「弱気派」が圧倒的なのに1万7000円回復した日経平均の怪?

信用買い残は増えないまま…

岡村 友哉
1万7000円回復でも「なんか高くない?」と思っている投資家が少なくなさそう…

 日経平均株価が週明け5日に1万7000円台を回復した。久々の日経平均1万7000円台……これを見ると、筆者はすぐに「なんか高くない!?」と思ってしまう。根本的に相場感のデフレマインドを全身に宿している筆者の悪癖なのだが、どうやらこの感覚は自分だけが持っているわけでもないようだ。

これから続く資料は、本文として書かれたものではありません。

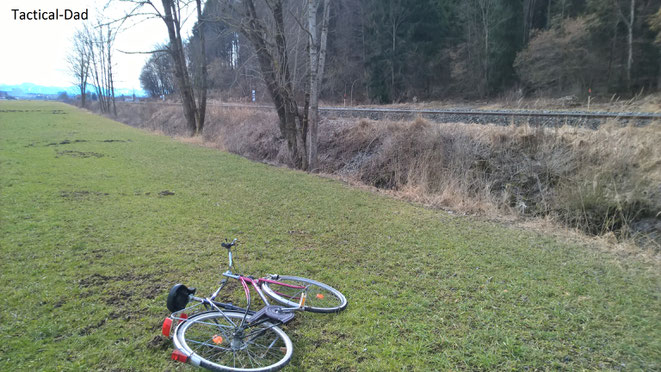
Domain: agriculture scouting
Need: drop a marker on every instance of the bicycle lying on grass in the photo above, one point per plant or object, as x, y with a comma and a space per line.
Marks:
223, 337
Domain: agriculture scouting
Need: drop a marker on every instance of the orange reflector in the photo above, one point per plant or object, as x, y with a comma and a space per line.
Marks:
167, 327
179, 356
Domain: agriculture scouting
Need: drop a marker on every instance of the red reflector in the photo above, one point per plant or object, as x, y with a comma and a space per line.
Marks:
167, 326
179, 356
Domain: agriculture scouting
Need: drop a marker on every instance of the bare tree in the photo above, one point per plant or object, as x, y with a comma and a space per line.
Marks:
99, 42
172, 13
79, 64
264, 25
317, 62
628, 20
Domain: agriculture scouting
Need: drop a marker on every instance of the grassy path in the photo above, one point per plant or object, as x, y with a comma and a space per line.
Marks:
90, 242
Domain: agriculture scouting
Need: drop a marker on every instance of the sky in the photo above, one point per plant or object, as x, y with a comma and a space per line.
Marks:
34, 51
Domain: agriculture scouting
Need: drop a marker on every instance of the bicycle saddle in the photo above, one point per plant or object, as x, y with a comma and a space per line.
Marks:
178, 297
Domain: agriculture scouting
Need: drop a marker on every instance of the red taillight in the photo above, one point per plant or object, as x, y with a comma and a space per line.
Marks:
179, 356
167, 327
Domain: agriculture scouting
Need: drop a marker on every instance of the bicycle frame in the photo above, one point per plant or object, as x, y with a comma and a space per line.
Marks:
247, 282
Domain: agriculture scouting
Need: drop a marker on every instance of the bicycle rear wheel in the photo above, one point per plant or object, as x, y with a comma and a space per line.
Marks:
215, 341
321, 298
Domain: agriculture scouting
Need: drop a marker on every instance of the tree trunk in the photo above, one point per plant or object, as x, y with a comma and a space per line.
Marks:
630, 25
180, 71
317, 65
202, 103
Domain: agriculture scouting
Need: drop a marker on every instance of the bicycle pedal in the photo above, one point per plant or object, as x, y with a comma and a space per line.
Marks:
274, 313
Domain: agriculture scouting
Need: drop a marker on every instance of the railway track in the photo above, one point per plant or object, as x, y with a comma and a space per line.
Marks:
552, 118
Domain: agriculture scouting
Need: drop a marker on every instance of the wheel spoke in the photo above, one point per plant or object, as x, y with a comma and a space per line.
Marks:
262, 346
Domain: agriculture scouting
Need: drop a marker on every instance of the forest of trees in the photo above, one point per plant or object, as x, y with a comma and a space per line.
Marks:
385, 51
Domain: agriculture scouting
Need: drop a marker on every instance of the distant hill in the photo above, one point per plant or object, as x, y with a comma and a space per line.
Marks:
27, 89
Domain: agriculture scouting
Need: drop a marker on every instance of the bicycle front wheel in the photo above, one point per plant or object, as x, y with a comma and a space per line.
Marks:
320, 297
218, 342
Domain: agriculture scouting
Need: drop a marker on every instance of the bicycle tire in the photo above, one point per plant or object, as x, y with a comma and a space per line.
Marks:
321, 298
197, 337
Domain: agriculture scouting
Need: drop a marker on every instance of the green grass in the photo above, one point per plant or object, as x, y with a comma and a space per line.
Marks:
88, 250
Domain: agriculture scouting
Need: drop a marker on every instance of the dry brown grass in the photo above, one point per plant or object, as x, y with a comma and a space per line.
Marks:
601, 182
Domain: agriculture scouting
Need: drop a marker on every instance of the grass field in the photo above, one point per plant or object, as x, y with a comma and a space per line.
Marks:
98, 220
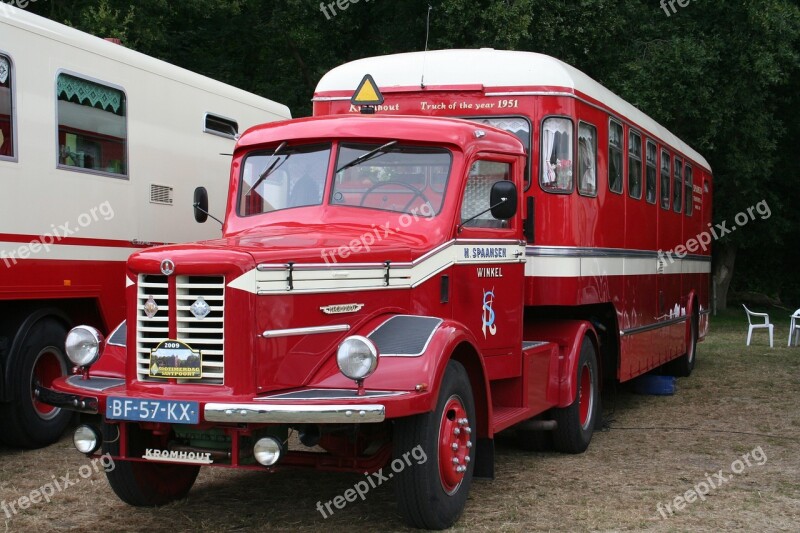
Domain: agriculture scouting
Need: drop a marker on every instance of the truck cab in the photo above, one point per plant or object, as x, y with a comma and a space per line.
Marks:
367, 289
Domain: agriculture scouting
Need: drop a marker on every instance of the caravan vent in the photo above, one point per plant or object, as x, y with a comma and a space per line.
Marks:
160, 194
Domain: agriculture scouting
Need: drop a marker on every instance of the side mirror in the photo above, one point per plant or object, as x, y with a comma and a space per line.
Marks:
503, 199
200, 204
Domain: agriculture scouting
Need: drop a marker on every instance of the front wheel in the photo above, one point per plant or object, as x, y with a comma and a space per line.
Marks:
432, 494
576, 422
29, 423
146, 484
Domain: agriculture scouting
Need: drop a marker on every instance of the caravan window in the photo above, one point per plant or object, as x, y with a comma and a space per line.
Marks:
7, 148
92, 126
587, 159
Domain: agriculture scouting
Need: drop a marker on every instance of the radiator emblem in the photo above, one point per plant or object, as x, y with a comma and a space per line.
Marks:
167, 267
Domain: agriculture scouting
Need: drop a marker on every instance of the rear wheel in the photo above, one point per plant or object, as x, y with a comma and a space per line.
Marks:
576, 422
41, 359
432, 494
145, 484
683, 366
535, 440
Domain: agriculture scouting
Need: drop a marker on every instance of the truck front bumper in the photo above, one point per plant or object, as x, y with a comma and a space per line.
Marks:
288, 414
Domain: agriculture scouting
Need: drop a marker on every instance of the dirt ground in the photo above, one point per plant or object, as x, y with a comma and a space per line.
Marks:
735, 419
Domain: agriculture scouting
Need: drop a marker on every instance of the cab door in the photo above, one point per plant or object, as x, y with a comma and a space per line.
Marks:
489, 268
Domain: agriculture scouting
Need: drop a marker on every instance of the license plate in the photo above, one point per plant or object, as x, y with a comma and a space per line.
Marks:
173, 412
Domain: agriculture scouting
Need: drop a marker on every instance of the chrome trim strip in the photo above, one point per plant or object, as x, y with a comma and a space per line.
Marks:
578, 251
650, 327
94, 384
314, 330
346, 394
294, 414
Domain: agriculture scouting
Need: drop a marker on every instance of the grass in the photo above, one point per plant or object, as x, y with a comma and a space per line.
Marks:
656, 448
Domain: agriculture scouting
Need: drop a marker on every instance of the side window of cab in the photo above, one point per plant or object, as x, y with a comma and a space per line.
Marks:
475, 205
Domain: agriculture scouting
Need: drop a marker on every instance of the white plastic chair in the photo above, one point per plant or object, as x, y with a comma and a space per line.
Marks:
794, 327
757, 325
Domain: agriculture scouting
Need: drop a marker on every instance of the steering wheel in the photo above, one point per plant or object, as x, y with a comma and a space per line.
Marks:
417, 192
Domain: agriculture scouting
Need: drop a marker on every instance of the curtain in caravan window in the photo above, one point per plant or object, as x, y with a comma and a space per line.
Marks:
557, 152
587, 156
6, 109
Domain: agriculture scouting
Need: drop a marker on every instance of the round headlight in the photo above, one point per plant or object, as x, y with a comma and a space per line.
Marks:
267, 451
83, 345
86, 439
357, 357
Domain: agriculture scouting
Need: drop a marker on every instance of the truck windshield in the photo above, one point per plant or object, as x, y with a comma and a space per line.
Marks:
406, 179
282, 178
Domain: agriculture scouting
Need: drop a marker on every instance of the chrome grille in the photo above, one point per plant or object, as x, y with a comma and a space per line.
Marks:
205, 334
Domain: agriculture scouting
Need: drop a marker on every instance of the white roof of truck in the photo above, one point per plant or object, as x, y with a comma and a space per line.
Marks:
490, 68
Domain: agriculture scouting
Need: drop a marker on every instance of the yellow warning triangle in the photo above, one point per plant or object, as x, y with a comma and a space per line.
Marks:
367, 93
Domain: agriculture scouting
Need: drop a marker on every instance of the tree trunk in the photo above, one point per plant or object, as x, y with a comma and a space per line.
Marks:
722, 269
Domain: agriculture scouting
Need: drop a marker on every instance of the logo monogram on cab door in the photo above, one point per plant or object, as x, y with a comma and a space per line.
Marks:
488, 313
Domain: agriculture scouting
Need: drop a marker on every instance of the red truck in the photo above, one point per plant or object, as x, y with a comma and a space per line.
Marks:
383, 300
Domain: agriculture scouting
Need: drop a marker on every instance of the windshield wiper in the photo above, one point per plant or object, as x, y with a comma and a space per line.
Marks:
270, 169
365, 157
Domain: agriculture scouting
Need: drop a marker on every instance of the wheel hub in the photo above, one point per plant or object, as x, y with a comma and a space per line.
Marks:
454, 444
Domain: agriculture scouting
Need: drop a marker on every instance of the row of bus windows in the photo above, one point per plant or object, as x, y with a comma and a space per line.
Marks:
92, 123
643, 170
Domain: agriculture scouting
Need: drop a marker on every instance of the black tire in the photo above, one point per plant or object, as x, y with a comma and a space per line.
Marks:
27, 423
145, 484
423, 499
683, 365
576, 423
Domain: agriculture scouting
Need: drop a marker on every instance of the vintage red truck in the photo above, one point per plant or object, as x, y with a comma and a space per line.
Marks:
384, 285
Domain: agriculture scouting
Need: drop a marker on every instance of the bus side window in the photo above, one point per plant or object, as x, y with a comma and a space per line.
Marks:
587, 159
687, 178
665, 179
615, 156
6, 109
92, 126
677, 204
634, 165
557, 155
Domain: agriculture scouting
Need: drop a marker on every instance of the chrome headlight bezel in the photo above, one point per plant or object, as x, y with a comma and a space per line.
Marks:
357, 357
83, 345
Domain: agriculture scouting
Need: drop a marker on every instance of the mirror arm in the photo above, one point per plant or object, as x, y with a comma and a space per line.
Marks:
470, 219
529, 216
197, 206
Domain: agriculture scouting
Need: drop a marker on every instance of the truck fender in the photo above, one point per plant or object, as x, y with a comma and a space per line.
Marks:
568, 335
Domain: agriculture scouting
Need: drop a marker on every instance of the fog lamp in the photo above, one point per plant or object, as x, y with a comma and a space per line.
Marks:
86, 439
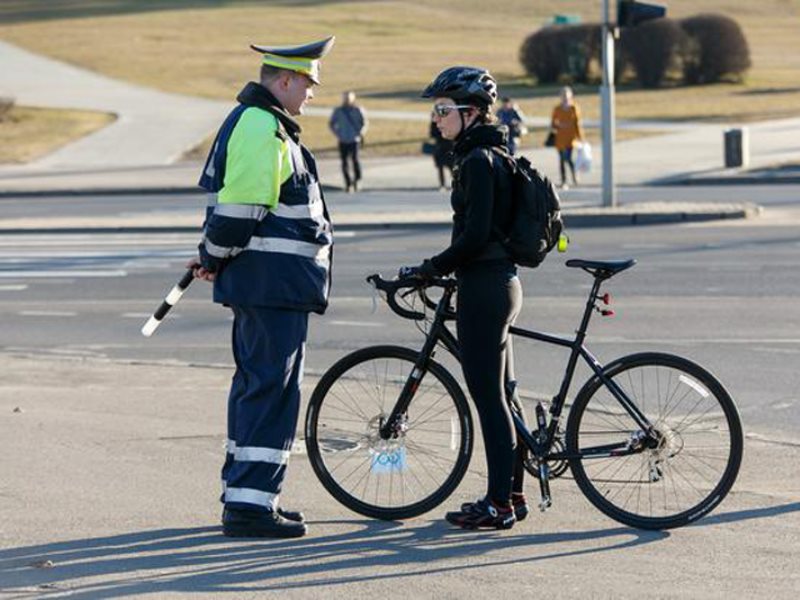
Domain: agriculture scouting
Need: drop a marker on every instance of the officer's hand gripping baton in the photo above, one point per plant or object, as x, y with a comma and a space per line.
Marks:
170, 301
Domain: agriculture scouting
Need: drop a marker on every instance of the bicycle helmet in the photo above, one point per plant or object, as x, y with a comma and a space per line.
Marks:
471, 84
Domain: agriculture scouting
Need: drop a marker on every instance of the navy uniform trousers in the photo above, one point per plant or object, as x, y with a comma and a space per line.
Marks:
263, 406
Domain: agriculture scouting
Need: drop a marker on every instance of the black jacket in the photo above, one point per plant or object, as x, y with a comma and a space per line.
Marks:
481, 199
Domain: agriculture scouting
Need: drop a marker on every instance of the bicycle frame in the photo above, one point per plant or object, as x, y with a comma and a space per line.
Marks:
547, 432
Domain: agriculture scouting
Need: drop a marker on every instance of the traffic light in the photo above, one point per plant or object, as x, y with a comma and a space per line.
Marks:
630, 12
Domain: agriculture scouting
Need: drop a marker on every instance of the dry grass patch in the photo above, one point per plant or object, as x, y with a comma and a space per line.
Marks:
29, 133
387, 51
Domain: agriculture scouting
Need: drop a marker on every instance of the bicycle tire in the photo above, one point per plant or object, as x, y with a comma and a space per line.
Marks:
342, 420
698, 455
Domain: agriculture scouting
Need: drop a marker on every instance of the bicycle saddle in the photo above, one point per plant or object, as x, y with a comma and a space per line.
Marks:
602, 268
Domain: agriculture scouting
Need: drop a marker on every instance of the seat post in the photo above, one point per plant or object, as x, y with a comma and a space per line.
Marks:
591, 302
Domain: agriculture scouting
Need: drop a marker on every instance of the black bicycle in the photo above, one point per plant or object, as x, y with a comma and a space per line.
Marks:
653, 440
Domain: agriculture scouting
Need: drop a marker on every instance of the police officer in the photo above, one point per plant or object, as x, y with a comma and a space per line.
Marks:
267, 248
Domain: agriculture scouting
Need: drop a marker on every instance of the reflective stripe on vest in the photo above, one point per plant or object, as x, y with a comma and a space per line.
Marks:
318, 252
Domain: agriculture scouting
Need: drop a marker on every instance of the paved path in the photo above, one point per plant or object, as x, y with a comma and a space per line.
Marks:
155, 128
152, 127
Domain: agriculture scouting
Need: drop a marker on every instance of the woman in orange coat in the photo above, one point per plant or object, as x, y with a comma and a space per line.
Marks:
566, 123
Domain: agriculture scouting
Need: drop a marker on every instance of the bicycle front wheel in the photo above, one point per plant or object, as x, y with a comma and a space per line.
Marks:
689, 462
411, 472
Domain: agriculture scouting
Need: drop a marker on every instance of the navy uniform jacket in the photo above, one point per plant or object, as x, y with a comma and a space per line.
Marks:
267, 234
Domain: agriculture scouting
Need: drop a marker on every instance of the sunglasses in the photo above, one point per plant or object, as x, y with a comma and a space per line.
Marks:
442, 110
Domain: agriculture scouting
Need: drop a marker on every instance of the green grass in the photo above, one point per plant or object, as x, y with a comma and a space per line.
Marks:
388, 50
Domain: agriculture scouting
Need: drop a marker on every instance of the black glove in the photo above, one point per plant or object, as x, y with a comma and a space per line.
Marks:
424, 271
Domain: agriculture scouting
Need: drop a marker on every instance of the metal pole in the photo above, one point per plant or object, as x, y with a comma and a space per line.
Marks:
607, 118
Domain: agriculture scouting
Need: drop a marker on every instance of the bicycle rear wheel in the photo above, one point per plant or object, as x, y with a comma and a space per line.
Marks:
699, 442
403, 476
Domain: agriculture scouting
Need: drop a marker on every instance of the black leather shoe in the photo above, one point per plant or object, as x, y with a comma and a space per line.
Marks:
251, 523
292, 515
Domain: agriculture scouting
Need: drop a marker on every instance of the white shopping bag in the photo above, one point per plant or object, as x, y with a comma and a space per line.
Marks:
583, 158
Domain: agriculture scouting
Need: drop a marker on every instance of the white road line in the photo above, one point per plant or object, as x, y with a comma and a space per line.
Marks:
355, 323
65, 274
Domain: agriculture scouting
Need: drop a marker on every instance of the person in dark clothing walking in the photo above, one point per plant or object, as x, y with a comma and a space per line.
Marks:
511, 116
489, 292
349, 124
442, 153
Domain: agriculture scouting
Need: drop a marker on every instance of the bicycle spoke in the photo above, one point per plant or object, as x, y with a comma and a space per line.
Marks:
676, 465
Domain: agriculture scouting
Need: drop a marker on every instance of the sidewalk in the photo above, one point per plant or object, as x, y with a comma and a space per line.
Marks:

 「日経平均1万7000円台を9月前半につけることは無理だろう」なる市場参加者の相場感は、日経平均のオプションの建玉からも読み取れた。今週末9日のSQ(特別清算指数)算出を前に、建玉残が特に積み上がっていたのは権利行使価格1万7000円のコール約2.1万枚、1万7500円コールの約1.9万枚だった。

 コール(買う権利)の出来高が増えると、日経平均に対する先高期待の表れと解釈されることが多い。ただ、一時的にそうした出来高が増えることはあっても、建玉として残っているものはオプション売りのポジションが多いと想定される。これは(プットも同様だが)、プレミアムが安いときに売り、SQまで当該行使価格に日経平均が到達しないことでプレミアム分を手に入れることを狙った投資家のポジションである。

 注目された先週末2日の米雇用統計は市場予想を下回る弱い数字だった。弱気マインドに侵食された筆者は、「9月利上げ無理→ドル売り・債券買い」の初期反応は理解できた。ただ、イベントトレードが一巡した後に「ドル買い・債券売り」に急変化した動きはいまだにうまく後講釈すらできない。

 為替の円安にツレて同日の夜間の日経平均先物は1万7170円まで上昇した。弱気派にとっては釈然としないうえ、不愉快な夜になったことは容易に想像ができる。明確な理由づけさえできないまま、コール売りの買い戻しや買いたくもない日経平均先物を買わされる(デルタヘッジ)という最悪なトレードを迫られたのだから……。